A Week in Education

19th March 2010 at 00:00

The Government has today issued its delayed consultation paper on class sizes. It proposes to introduce regulations which will set a statutory limit of 25 pupils in P1, but it will be too late for youngsters starting school in August. Although the Government is still sticking to its longer-term aim of reducing P1-3 classes to 18, it had to act because the only legal restriction on P1 classes is 30. Local authorities were therefore unable to turn down placing requests to comply with smaller class numbers. The consultation will run for 12 weeks.

The Dundee teacher who reached an out-of-court settlement with the city council after being sacked for assaulting two abusive pupils received a second piece of good news last week. Mike Barile has had his conviction effectively overturned by the Court of Justiciary Appeal in Edinburgh. Last November, judges refused to overturn the original verdict, but they did admonish him.
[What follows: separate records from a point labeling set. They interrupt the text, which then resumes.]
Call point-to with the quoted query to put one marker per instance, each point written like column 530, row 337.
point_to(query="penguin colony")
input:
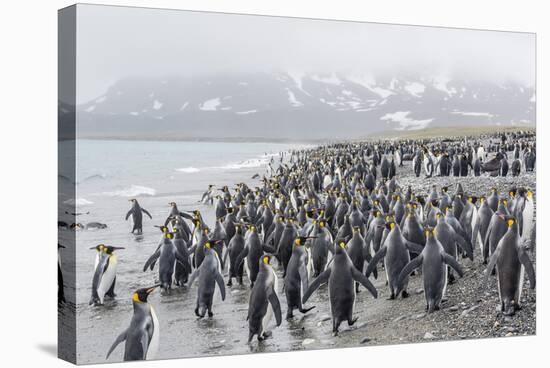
column 338, row 215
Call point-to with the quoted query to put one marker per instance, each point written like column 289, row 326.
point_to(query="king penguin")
column 263, row 302
column 103, row 282
column 340, row 276
column 511, row 260
column 137, row 216
column 142, row 336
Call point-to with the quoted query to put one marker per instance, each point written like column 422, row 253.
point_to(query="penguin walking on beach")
column 297, row 277
column 143, row 335
column 340, row 276
column 104, row 279
column 137, row 216
column 434, row 261
column 264, row 302
column 208, row 274
column 60, row 284
column 511, row 261
column 395, row 252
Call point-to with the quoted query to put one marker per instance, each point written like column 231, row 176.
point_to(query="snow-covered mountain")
column 298, row 106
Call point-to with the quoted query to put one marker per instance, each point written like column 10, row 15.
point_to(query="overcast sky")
column 119, row 42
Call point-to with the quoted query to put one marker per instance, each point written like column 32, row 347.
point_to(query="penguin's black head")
column 210, row 243
column 430, row 232
column 301, row 240
column 141, row 295
column 341, row 245
column 109, row 250
column 510, row 221
column 162, row 228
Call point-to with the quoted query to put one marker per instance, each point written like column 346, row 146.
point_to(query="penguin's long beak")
column 152, row 288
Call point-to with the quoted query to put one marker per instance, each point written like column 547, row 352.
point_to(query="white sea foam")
column 78, row 202
column 189, row 170
column 132, row 191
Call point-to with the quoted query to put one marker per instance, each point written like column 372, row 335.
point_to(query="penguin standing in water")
column 297, row 277
column 137, row 216
column 166, row 254
column 209, row 274
column 340, row 276
column 103, row 282
column 434, row 261
column 511, row 260
column 263, row 302
column 183, row 265
column 234, row 249
column 207, row 197
column 251, row 254
column 60, row 284
column 143, row 334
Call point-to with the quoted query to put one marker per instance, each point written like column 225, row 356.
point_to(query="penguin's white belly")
column 107, row 278
column 527, row 221
column 246, row 269
column 520, row 286
column 445, row 278
column 154, row 343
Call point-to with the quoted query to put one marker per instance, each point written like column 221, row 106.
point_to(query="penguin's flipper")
column 186, row 216
column 120, row 338
column 413, row 247
column 303, row 276
column 453, row 263
column 274, row 301
column 321, row 279
column 151, row 261
column 362, row 279
column 242, row 256
column 475, row 232
column 528, row 265
column 194, row 275
column 221, row 284
column 465, row 246
column 147, row 213
column 268, row 249
column 377, row 257
column 410, row 267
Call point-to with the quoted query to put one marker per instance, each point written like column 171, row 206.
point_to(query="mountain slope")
column 297, row 106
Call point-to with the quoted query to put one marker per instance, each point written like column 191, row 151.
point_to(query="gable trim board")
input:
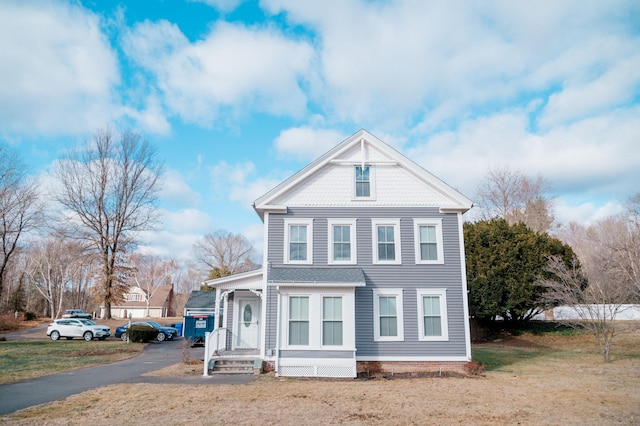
column 320, row 313
column 450, row 199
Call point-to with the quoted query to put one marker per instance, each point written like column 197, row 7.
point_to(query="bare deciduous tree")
column 186, row 279
column 149, row 273
column 609, row 253
column 20, row 210
column 596, row 303
column 224, row 252
column 109, row 189
column 508, row 194
column 51, row 267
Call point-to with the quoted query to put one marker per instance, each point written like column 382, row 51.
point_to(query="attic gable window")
column 298, row 241
column 363, row 182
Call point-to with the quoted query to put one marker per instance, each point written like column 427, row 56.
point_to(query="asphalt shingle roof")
column 201, row 300
column 316, row 275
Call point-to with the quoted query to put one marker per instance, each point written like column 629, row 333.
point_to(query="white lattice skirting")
column 325, row 368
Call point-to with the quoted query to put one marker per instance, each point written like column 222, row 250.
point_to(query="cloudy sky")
column 239, row 95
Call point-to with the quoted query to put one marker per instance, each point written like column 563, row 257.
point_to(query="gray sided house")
column 363, row 271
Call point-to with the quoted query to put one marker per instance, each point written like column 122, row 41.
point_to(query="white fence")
column 624, row 312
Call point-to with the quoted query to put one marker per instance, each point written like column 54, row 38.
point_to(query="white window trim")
column 352, row 238
column 442, row 294
column 397, row 293
column 416, row 233
column 287, row 249
column 288, row 320
column 323, row 319
column 372, row 186
column 315, row 318
column 396, row 236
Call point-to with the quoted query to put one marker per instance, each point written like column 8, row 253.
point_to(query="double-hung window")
column 298, row 320
column 428, row 238
column 432, row 314
column 332, row 321
column 388, row 315
column 386, row 241
column 363, row 182
column 342, row 241
column 298, row 241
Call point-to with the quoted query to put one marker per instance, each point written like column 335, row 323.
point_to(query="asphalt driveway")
column 27, row 393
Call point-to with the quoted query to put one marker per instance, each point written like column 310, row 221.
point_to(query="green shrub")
column 142, row 333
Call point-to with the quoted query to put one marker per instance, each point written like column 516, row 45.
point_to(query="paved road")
column 19, row 395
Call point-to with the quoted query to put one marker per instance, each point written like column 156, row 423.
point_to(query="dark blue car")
column 164, row 333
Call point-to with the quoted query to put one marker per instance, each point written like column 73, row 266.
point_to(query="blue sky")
column 239, row 95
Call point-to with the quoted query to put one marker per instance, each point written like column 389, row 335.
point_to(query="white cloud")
column 304, row 143
column 58, row 70
column 434, row 62
column 234, row 182
column 584, row 213
column 187, row 222
column 234, row 68
column 176, row 191
column 595, row 158
column 222, row 5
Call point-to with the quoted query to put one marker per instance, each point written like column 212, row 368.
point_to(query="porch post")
column 216, row 314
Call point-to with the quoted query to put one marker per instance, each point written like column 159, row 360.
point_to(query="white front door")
column 248, row 323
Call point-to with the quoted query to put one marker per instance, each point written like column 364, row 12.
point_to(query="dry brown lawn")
column 554, row 381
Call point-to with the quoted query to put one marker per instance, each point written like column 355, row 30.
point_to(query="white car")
column 77, row 327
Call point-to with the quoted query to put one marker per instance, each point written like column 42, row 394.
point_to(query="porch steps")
column 233, row 366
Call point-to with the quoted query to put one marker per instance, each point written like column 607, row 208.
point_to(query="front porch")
column 221, row 359
column 234, row 346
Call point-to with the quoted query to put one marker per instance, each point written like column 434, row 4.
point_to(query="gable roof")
column 352, row 277
column 161, row 296
column 363, row 148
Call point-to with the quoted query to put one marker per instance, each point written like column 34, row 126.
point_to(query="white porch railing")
column 214, row 342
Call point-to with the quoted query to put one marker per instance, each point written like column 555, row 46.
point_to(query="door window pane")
column 332, row 320
column 363, row 183
column 388, row 316
column 341, row 242
column 298, row 320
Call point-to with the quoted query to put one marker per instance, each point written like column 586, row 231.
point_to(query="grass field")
column 530, row 379
column 21, row 359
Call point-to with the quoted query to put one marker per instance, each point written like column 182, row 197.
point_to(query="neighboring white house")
column 160, row 305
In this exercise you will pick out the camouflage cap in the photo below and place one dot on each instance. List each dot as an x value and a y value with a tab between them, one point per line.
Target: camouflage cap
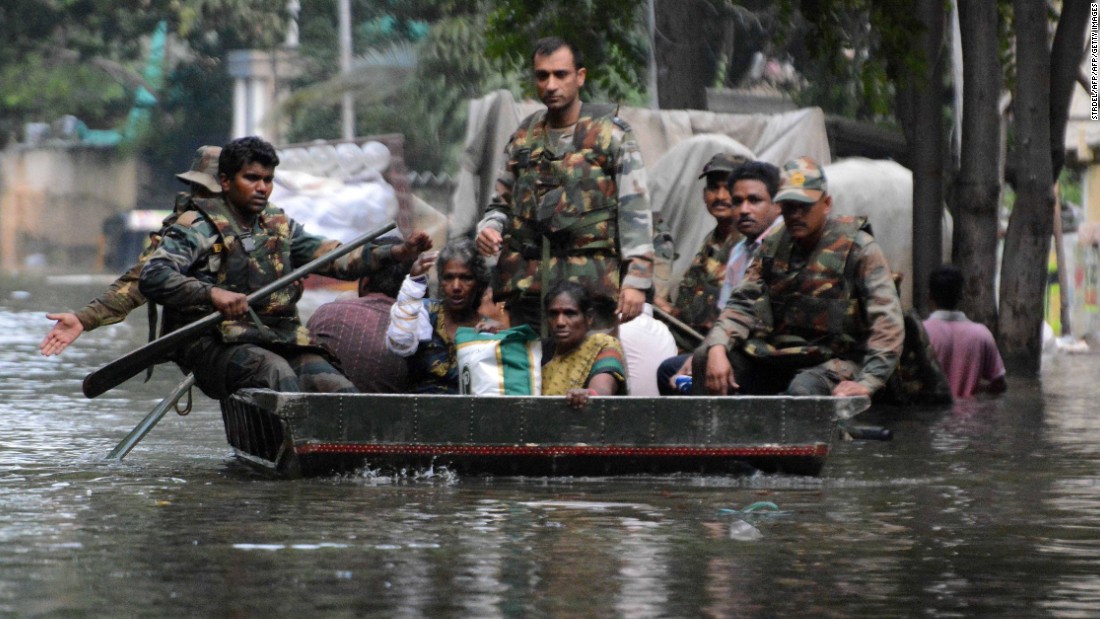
724	163
803	180
204	168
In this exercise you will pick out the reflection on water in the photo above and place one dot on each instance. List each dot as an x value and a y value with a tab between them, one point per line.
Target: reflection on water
983	508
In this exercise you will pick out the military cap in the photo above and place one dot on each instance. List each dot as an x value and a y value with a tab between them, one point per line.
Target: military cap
204	168
724	163
803	180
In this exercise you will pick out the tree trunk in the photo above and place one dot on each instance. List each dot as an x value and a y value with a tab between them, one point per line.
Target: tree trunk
1066	55
978	189
1027	241
927	150
684	65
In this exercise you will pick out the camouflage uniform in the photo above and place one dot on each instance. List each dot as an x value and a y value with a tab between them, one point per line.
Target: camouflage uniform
122	296
697	299
576	200
271	347
820	319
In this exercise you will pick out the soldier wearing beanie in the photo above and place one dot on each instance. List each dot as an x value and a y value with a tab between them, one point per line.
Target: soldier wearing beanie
122	296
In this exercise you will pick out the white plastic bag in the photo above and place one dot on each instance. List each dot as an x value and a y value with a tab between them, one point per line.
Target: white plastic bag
508	363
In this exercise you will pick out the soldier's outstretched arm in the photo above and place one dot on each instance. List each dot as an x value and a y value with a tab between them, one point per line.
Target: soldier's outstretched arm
65	331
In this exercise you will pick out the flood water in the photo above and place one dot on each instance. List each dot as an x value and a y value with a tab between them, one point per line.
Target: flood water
988	508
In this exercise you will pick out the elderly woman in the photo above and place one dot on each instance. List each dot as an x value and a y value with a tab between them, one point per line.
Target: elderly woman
422	330
579	363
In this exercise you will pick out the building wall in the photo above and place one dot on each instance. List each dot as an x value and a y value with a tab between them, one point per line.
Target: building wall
53	203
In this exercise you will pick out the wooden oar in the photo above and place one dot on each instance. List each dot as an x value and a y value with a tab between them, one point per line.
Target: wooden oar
152	419
679	324
127	366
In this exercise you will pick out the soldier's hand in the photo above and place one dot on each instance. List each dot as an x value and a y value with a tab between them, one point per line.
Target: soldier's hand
413	246
631	301
490	242
422	263
230	304
719	374
65	331
576	397
847	388
664	306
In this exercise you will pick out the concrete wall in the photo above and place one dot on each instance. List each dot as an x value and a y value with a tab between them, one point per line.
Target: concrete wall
53	202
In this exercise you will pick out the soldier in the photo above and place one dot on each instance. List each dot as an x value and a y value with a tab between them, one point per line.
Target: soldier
738	194
224	249
570	202
122	296
816	313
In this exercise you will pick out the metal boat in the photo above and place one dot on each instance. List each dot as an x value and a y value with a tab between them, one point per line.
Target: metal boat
309	434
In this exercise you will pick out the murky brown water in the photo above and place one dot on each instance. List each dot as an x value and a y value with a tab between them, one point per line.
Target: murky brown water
989	508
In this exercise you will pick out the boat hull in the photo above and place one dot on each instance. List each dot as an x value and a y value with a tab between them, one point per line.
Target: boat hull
306	434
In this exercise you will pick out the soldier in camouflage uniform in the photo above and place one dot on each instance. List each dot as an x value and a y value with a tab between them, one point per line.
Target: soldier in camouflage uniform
817	312
741	203
122	296
571	201
224	249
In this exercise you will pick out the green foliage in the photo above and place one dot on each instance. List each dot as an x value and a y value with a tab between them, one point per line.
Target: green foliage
851	53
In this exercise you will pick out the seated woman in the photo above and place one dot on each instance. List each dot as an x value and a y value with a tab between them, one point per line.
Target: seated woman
578	363
422	330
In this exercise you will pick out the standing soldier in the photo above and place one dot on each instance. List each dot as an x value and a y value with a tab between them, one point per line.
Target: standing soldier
213	256
571	201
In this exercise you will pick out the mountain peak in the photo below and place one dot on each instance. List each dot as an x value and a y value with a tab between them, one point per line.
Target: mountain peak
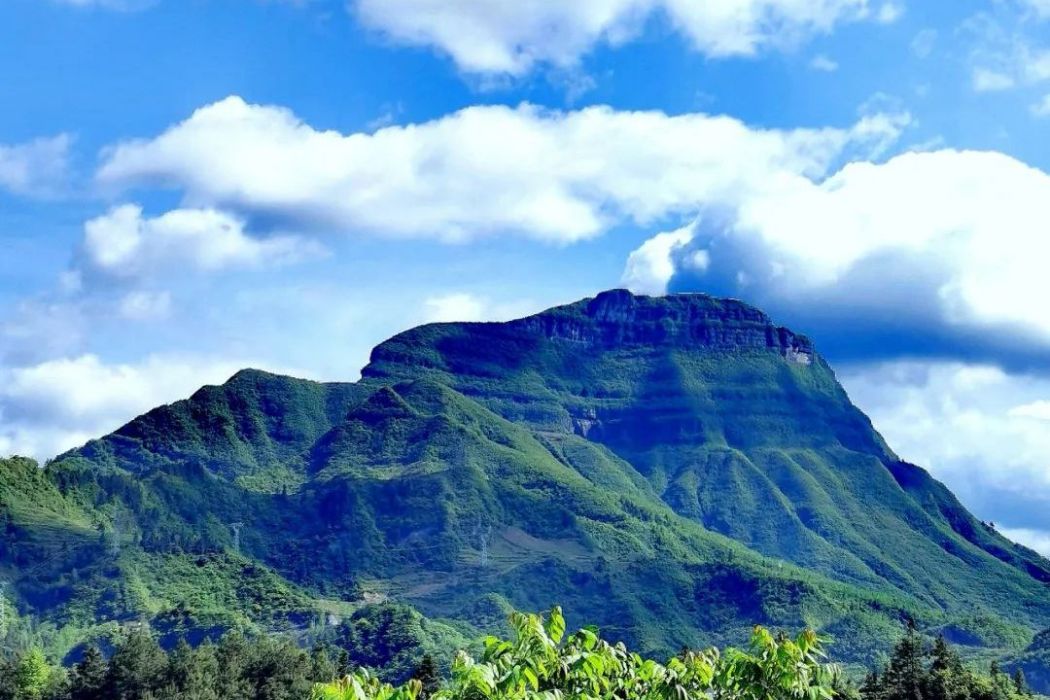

This has now been downgraded to an absolute discharge, which means his conviction does not need to be declared other than in exceptional circumstances.

The management reorganisation of Aberdeen City Council is now almost complete. The former structure has been swept away, which the council says will yield salary savings of almost pound;650,000 a year. Reporting to education director Annette Bruton will be David Leng, head of schools, and Susan Devlin, head of children's services. The post of head of educational development, policy and performance is being re-advertised.

Labour's campaign against the Government's "broken promises" continues, as it charges the SNP with breaking its manifesto pledge to double the number of school nurses. Figures provided by health boards under Freedom of Information show that the total number of nurses rose from 308 in 2007 to just 330 in 2009. But the Government says official figures published by independent statisticians show the real figure for 2009 to be 257, an increase from 221 in 2007.

Child protection services in East Ayrshire are "very good" in only two respects, inspectors report. This applies to the way children are listened to and respected, and kept safe. The other four indicators rate services as "good" in two areas and "satisfactory" in two. The inspection found that risk and needs assessments were "too variable".

Two colleges are the only educational institutions in Scotland to have made it onto this year's Sunday Times list of the 75 best places to work in the public sector - Borders (23rd) and Jewel and Esk (43rd). Positive feelings about their colleagues put Borders among the top five on that yardstick; Jewel and Esk staff say they rarely have problems with disruptive individuals, which places them in the top 10.

A "family nurse partnership" is to be tested in the NHS Lothian area to support teenage mums, Health Secretary Nicola Sturgeon has announced. The programme aims to benefit 145 women over three years at a cost of pound;1.6 million. Marilyne MacLaren, convener of education, children and families in Edinburgh, said they hoped "to break the cycle of teenage pregnancies and the creation of children at risk" before the youngsters go to school when it is too late.